Dernier exemple : le cas Brabham sur IndieGogo. Afin de ressusciter l'écurie de l'australien Jack Brabham qui connut de grandes heures de gloire dans les années 1960, son fils a décidé de recourir au financement participatif. Toutefois le but est différent de celui de Caterham puisqu'il ne s'agit non plus de voir à court terme mais à plus long terme : l'objectif est clairement de refonder une nouvelle entité avec toute une chaîne d'étapes : plan d'études, ingénierie, montage, compétition sous l'égide d'une plate-forme collaborative. La première étape de 250 000 livres sterling a été franchie pour la mise en place du portail (ce qui est tout de même à mon sens relativement onéreux même en misant sur des serveurs solides), les autres étapes se situant à 500 000 £, 2,5 millions £ puis 8 millions £. L'aboutissement d'un prototype pouvant être lancée en P2 est encore loin mais le projet se doit d'être mentionné, ne serait-ce que pour la confiance qui se dégage dans les outils numériques. 
Tout reste à faire mais tout devient possible...
 


[1] Ce qui n'empêcha pas quelques courageux dont le pilote lituanien Stasys Brundza de produire au début des années 1980 un monstre mécanique, la Lada VFTS, gonflée à quelques 300 chevaux!) et très populaire dans les pays de l'Est. Principalement en Hongrie où quelques exemplaires sont encore capables de donner le frisson aux spectateurs.

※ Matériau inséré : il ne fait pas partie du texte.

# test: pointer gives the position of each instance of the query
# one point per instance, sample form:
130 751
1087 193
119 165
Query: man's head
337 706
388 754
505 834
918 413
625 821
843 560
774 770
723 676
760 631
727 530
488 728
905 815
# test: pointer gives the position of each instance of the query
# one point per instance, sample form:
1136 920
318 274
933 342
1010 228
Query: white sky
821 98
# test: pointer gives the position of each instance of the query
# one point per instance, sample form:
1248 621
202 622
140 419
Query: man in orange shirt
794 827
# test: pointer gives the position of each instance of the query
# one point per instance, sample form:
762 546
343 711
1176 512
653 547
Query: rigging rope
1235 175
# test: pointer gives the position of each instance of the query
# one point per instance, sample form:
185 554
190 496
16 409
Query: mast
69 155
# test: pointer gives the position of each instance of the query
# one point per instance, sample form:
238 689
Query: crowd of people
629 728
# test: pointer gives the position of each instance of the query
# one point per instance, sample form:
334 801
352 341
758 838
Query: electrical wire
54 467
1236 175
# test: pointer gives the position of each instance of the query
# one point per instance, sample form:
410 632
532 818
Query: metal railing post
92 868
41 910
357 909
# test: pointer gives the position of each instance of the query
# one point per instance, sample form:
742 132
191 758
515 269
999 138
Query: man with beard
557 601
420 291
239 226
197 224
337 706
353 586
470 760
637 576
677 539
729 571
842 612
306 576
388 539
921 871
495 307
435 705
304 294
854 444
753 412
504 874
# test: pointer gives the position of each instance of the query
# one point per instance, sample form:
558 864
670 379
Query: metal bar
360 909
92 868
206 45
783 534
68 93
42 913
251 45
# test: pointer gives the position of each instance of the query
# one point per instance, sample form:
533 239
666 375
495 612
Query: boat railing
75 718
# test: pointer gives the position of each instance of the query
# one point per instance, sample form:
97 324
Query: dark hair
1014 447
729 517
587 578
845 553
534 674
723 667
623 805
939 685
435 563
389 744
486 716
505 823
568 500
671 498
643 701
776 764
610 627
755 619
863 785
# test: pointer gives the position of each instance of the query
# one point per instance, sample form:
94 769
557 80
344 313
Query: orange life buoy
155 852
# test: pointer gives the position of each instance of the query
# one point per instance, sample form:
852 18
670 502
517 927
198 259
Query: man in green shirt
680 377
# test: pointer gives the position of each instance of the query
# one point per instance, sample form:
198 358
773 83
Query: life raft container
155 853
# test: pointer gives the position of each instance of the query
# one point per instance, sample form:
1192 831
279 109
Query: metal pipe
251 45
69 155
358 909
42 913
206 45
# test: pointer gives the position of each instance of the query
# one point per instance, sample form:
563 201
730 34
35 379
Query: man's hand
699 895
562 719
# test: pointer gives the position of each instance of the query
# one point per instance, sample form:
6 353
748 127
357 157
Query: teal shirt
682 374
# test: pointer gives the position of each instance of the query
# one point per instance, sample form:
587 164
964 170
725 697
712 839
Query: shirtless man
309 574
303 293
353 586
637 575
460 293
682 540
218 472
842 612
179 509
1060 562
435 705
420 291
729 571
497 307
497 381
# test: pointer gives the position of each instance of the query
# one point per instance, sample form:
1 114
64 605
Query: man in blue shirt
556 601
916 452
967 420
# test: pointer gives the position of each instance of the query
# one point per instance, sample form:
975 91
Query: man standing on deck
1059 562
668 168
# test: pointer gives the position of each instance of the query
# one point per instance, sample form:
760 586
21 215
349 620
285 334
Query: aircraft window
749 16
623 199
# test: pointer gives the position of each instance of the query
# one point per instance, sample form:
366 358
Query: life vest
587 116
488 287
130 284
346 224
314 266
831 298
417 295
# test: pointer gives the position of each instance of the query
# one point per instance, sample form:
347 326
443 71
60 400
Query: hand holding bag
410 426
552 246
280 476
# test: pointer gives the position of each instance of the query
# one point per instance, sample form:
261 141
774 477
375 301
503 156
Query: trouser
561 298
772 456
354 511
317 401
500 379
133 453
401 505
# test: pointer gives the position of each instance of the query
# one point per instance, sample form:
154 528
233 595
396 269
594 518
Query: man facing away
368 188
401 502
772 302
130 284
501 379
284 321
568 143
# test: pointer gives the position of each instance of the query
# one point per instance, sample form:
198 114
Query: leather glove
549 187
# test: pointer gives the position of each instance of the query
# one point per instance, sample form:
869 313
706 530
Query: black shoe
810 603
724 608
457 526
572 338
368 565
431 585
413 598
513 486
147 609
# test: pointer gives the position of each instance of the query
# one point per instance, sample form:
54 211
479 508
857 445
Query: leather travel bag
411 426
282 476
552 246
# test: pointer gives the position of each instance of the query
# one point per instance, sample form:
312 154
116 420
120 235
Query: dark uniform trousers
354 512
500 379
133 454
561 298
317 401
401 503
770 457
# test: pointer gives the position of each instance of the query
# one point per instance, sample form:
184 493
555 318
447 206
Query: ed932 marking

PS : En me replongeant dans les notes de mon dernier ouvrage, je me suis rendu compte que je n'avais pas traité de la Nissan GT Academy. Loin de n'être qu'une banale école de pilotage et de formation de futurs pilotes, celle-ci se caractère par le fait que les heureux élus sont issus de qualifications multiples sur la simulation console Gran Turismo (dont on peut apercevoir la publicité sur des épreuves comme le VLN).
Ceux sélectionnés sont ensuite soumis à un entraînement rigoureux jusqu'à ce qu'il ne reste plus qu'un ou quelques pilotes estimés à même de maîtriser et porter vers la victoire un bolide nommé Nissan GT-R.
Lu sur le site officiel
La GT Academy est un programme de découverte et de d'entraînement de pilote qui a démarré en 2008 grâce à une collaboration entre Gran Turismo et Nissan. Des qualifications en ligne se déroulent dans le jeu Gran Turismo, et les meilleurs joueurs sont invités à des finales nationales dans chaque pays participant. Ceux qui remportent ces finales participent ensuite à un ""Race Camp"" à Silverstone, au Royaume-Uni, pour une dernière sélection. Le vainqueur entamera alors un programme intensif d'entraînement au pilotage conçu par Nissan, et participera à des courses partout dans le monde en tant que pilote professionnel.
La GT Academy revient en 2014 pour sa 6e édition. Les qualifications en ligne commenceront le 21 avril dans Gran Turismo 6, exclusivement sur PlayStation 3. Nous espérons vous voir participer !

PS bis : J'ai appris récemment que le circuit japonais Tokachi Speedway, hôte de courses d'endurance sur l'archipel,  avait été mis en liquidation judiciaire en 2009 pour être finalement sauvé en 2010 par MSF Corporation : une société spécialisé dans les applications ludiques pour mobiles.